Pascal Convert n'a pas fait un documentaire sociologique sur les fusillés. Il est parti, dit-il, d'un sentiment très simple : ces noms inconnus, dont Robert Badinter a voulu qu'ils soient rendus publics sur un monument, il les a découverts lui-même avant de les faire découvrir, et il ne pouvait s'agir des figures comme celles d'Honoré-d'Estiennes d'Orves, de Gabriel Péri, de Valentin Feldman célébrés tout de même dans le tableau final du film qui leur est d'une certaine manière dédié. C'est " l'émotion " qui a d'abord " commandé " l'auteur, convaincu que c'est ainsi que l'on peut toucher beaucoup de jeunes d'aujourd'hui insensibles à l'histoire avec un grand H. C'est pourquoi il a tenu à ce que soient présents dans son film les témoins en l'occurrence communistes de cette histoire où ils se trouvèrent au premier plan du fait de leur engagement et de leur courage mais aussi ceux qui aujourd'hui en tirent des enseignements essentiels comme Robert Badinter excusé samedi ou Marie-Jo Chombart de Lauwe. Une enseignante d'un collège de la banlieue parisienne partage ce sentiment, sachant que " les élèves ont moins besoin de dates que de visages et de corps de gens comme eux qui ont résisté ".

Débat passionné et passionnant dont les responsables des grandes associations présents, comme Georges Duffau, président de l'Association pour le souvenir des fusillés du Mont-Valérien et de l'Île-de-France, Pierre Rebière, président de l'Association des familles de fusillés et massacrés de la Résistance et de leurs amis, Robert Créange, secrétaire général de la FNDIRP, ou Guy Krivopissko, conservateur du musée de la Résistance nationale, qui invitait à cette rencontre, pensent qu'il va faire partie des réflexions de tous ordres qui vont marquer le soixantième anniversaire de la Libération, en 2004, et où la Résistance doit se retrouver dans son unité et la diversité de ses expressions.

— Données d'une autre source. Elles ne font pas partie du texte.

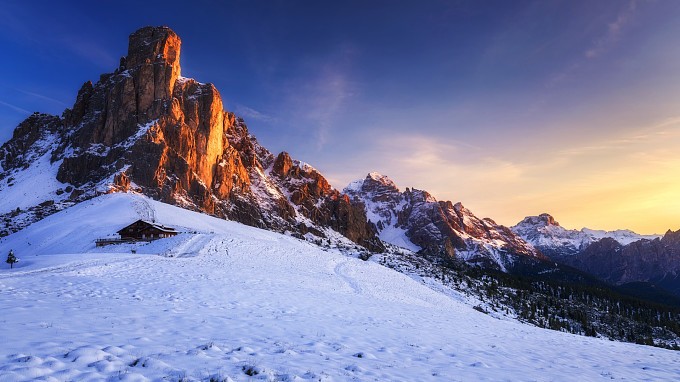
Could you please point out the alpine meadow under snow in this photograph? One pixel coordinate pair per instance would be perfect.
(223, 301)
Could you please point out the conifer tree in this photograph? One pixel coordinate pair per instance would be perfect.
(11, 259)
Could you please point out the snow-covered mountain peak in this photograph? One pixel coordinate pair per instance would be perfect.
(146, 129)
(382, 179)
(415, 220)
(543, 219)
(546, 234)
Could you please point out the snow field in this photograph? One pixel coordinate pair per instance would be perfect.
(231, 302)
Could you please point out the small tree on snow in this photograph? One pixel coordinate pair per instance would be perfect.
(11, 259)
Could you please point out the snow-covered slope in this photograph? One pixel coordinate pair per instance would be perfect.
(230, 302)
(546, 234)
(415, 220)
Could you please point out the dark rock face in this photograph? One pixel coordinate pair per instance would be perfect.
(415, 220)
(146, 128)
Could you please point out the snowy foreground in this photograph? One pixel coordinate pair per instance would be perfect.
(231, 302)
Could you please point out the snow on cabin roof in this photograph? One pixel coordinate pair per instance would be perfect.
(154, 225)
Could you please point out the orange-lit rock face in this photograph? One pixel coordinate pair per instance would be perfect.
(170, 137)
(156, 51)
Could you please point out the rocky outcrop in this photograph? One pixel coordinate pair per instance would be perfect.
(145, 128)
(415, 220)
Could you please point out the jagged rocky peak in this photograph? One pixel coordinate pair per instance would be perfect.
(146, 128)
(543, 219)
(415, 220)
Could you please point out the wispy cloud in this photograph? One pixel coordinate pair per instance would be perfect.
(15, 108)
(613, 33)
(43, 97)
(321, 96)
(250, 113)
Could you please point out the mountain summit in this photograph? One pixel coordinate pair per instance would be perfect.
(415, 220)
(145, 128)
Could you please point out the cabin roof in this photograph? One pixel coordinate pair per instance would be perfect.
(157, 226)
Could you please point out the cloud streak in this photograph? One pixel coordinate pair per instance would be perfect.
(613, 32)
(15, 108)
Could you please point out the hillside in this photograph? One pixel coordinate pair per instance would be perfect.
(231, 302)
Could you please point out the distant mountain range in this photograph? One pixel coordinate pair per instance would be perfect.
(144, 128)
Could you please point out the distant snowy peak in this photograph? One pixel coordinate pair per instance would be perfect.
(623, 236)
(415, 220)
(555, 241)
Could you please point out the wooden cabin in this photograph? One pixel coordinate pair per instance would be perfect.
(146, 230)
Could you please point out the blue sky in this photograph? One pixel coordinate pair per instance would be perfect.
(512, 107)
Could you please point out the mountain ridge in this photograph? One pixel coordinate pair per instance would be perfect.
(415, 220)
(145, 128)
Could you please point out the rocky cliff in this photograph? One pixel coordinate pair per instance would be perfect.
(147, 129)
(415, 220)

Le film de Pascal Convert est au rendez-vous. Il n'en exclut aucun autre, mais il devient plus que jamais indispensable qu'il soit largement montré. Pierre-André Boutang d'Arte, son producteur, accompagné de Nicolas Petijean de Online productions, a confirmé samedi que la chaîne Histoire l'a programmé pour le vendredi 9 janvier à 21 heures. Tous ceux qui l'attendent s'en réjouiront, sans oublier qu'une diffusion sur une chaîne publique permettraient d'élargir l'audience et le débat. Premier signe d'intérêt, le ministre de l'Éducation nationale et le président de France télévisions ont fait savoir que la demande couplant le film et le livre avait été transmise aux responsables des programmes.

Charles Silvestre - 2003

(1) Étaient également présents, parmi une cinquantaine de personnes, Anne Brossolette, Claude Poulmarch, Édith Desalleux, François Brûller-Vercors, Lise London, Nicole Dorra, André Darves-Bornoz, des représentants du ministère de la Défense.